Abstract
The answer to the question whether the genital atrophy, skeletal undergrowth, and excessive adiposity of the adiposogenital syndrome are due to a pituitary deficiency or to an injury of the hypothalamus without pituitary involvement has rested heretofore upon observation made in two closely allied ways, (1) the extent of the injury inflicted as determined at the time of operation, (2) the extent of the injury as determined by autopsy and a study of sections. Both of these methods are open to the objection that the most careful study may fail to reveal the extent of damage done.

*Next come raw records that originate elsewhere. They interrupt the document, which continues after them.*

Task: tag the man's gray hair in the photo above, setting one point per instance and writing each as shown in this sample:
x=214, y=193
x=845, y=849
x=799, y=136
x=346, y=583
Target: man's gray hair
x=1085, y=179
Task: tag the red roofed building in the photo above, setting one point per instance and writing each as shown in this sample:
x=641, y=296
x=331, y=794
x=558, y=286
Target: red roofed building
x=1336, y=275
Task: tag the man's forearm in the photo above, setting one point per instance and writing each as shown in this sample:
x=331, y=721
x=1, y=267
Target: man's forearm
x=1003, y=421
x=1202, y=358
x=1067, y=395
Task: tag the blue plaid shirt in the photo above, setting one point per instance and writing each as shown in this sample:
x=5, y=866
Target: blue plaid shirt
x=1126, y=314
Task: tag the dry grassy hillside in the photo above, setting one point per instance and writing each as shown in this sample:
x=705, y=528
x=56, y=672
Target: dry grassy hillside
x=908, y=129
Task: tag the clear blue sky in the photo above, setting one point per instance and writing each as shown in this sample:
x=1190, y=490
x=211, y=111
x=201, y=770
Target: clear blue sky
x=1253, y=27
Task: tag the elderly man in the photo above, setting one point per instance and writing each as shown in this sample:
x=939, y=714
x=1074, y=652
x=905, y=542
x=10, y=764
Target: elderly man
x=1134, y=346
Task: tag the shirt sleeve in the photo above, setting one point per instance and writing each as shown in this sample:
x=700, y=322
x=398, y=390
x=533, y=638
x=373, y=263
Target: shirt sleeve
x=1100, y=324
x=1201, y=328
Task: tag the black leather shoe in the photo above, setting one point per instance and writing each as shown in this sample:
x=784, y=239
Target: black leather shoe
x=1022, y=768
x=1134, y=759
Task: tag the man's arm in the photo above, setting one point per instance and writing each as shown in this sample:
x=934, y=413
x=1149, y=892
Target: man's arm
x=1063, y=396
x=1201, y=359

Another method is available for determining the significance of the pituitary and brain injury in the genesis of this syndrome, namely, that of a replacement therapy. If we have any confidence in the functional specificity of the endocrine glands, it follows that we must admit the significance of a pituitary impairment as the causative factor if the adiposogenital syndrome or any of its components can be corrected by pituitary administration. This point has been previously discussed (Smith and Smith) in connection with reports upon a replacement therapy in the hypophysectomized tadpole, in which it was shown that the enlargement of the fat organ, and the pigmentary, growth, and endocrine disturbances which invariably follow hypophysectomy in the tadpole, can be corrected by pituitary administration. It is our intention to use this method to make an analysis of the part played by the pituitary in the adiposogenital syndrome of the mammal.